Social and Recreation

Social isolation can contribute to frailty and if you don’t use your social muscles you lose them.

It’s important that both you and your loved one stay physically and socially active.  Most cities and towns offer social, physical, and hobby-based groups such as fitness, cooking, and crafts classes at local community centres, legions, and seniors centres.

Staying active and social in your community can increase your health, wellness, and quality of life. Community Links has developed  Fitness in the Kitchen, a handy exercise guide that will help keep you fit from the comfort of your own home.  Each year the Nova Scotia Department of Seniors publishes the Positive Aging Directory.

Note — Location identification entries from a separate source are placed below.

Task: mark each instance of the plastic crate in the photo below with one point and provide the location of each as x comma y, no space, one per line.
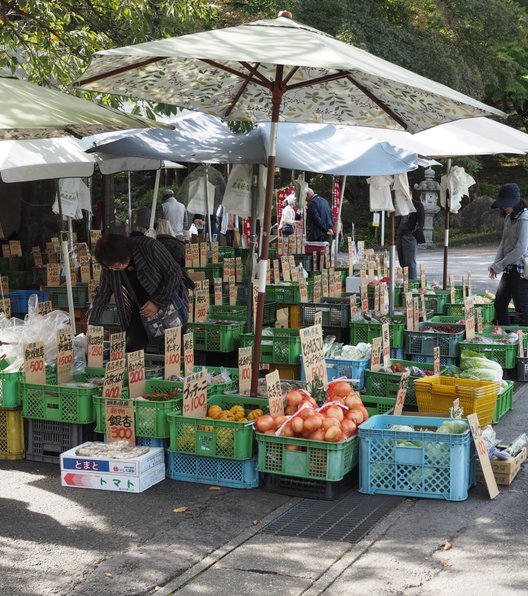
58,403
317,460
47,440
335,311
366,331
278,346
287,292
424,342
305,488
150,417
224,439
387,384
435,395
504,354
352,370
11,434
10,385
19,300
457,310
210,470
504,403
216,337
439,468
20,280
59,296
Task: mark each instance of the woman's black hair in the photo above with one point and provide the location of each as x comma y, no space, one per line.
113,248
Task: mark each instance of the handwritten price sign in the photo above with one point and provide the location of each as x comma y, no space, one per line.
195,395
273,388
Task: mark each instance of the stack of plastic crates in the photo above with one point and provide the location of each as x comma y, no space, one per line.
419,463
214,450
435,395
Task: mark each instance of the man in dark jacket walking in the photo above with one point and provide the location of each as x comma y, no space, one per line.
319,220
408,236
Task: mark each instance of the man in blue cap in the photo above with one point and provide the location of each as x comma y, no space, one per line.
511,256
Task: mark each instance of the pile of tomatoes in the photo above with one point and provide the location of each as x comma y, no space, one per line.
336,420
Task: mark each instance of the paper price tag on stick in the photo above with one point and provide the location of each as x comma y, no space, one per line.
172,352
483,456
273,388
402,392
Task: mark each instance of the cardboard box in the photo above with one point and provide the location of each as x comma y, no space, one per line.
133,475
504,470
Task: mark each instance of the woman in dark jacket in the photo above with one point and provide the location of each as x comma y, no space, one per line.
144,277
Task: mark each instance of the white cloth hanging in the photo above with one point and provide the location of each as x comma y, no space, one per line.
457,182
380,193
402,195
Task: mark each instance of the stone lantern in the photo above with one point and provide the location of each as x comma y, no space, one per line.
429,194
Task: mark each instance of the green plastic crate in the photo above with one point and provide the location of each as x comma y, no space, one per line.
366,331
422,343
335,311
10,385
225,439
382,384
150,417
216,337
58,403
287,292
278,346
457,310
504,355
317,460
504,403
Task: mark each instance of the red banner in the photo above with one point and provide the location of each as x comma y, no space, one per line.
336,198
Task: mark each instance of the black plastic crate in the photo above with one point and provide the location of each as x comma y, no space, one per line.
309,489
47,440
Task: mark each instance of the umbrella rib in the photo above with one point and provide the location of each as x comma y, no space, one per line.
117,71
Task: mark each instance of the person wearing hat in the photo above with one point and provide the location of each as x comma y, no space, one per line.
288,217
512,251
173,211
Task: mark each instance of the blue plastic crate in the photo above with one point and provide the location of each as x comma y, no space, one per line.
438,466
19,299
211,470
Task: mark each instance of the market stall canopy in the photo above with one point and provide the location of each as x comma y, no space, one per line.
230,73
29,112
327,149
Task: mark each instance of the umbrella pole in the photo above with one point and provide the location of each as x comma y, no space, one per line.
266,226
150,231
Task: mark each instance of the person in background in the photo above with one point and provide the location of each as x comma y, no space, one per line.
512,251
408,235
319,220
173,211
143,276
288,217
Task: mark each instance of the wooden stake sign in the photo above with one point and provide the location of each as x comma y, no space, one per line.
375,361
188,354
483,456
172,366
273,388
195,395
119,421
64,355
117,346
95,346
34,363
245,358
402,392
136,374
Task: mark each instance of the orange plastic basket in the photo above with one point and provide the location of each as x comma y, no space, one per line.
435,395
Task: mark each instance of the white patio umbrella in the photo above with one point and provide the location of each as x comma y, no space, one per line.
277,70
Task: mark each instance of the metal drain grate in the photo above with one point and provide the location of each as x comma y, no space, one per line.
345,520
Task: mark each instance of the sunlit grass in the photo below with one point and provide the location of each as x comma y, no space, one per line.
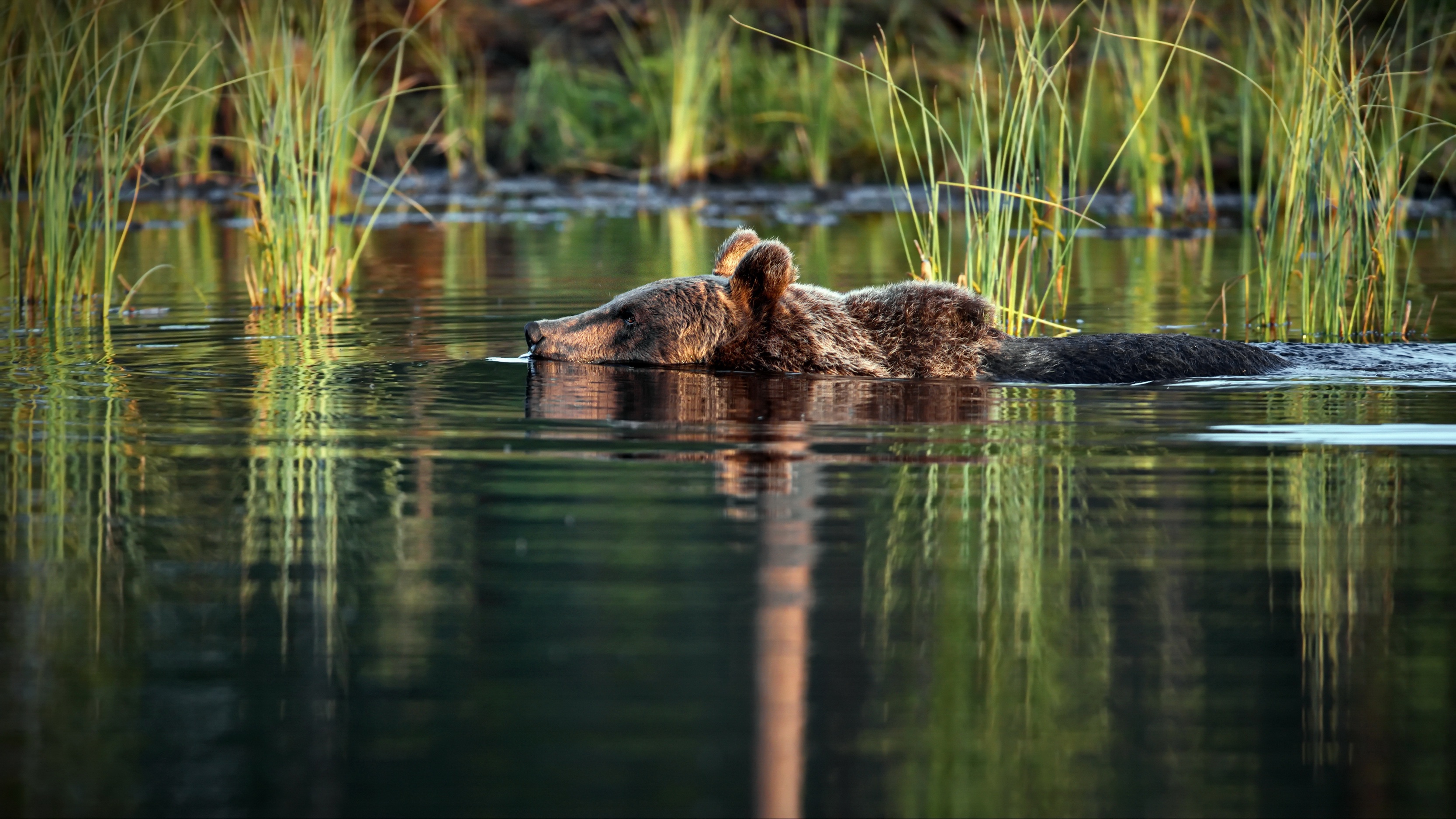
86,91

This Directory gives Nova Scotians quick and easy access to the many programs and services for seniors in the province, including a variety of recreational activities.

We simply can't say enough about Adult Day Programs (ADPs)!  Besides providing a low-cost, safe, social, and active environment for your loved one, an ADP can also provide you with a break. Many caregivers have been surprised to find how much their loved one enjoys the social activities involved in an ADP, even if they are reluctant at first.  Maybe you and your loved one aren’t talking much these days because you’ve heard their stories over and over.  Chances are they will enjoy a new audience.

We encourage you to talk to the ADP Coordinator or ask about coming for a visit.  The ADP Coordinator will be a great source of information on how to start the conversation and what points to make to encourage your loved one to attend.  More information and contacts for Adult Day Programs across Nova Scotia can be found on our website.

Caregiver Tips

Now it’s time to think about what you’ve given up socially to be a caregiver.  Maybe Tuesday lunch with friends, your quilting group or swimming twice a week?  Your wellness also depends on healthy social relationships and outings.  

You may have shared activities with your loved one like dancing or playing bridge, that they can’t do with you now.  You may have become so involved in the caregiving role for so long that you’ve forgotten what you like to do.

What would you do if you had a few minutes or hours to yourself?  Wellness Doesn’t Just Happen is a list of recreational and self-care activities we've created, organized by how much time you have to spare.  Revisit a much-loved activity or why not try something new!

You may be struggling to find the words to express to friends why you are not able to take part in their social lives. The​​​​ Caregiver’s Letter to a Friend may help you explain to your friends that, although you value the friendship, you are not available right now.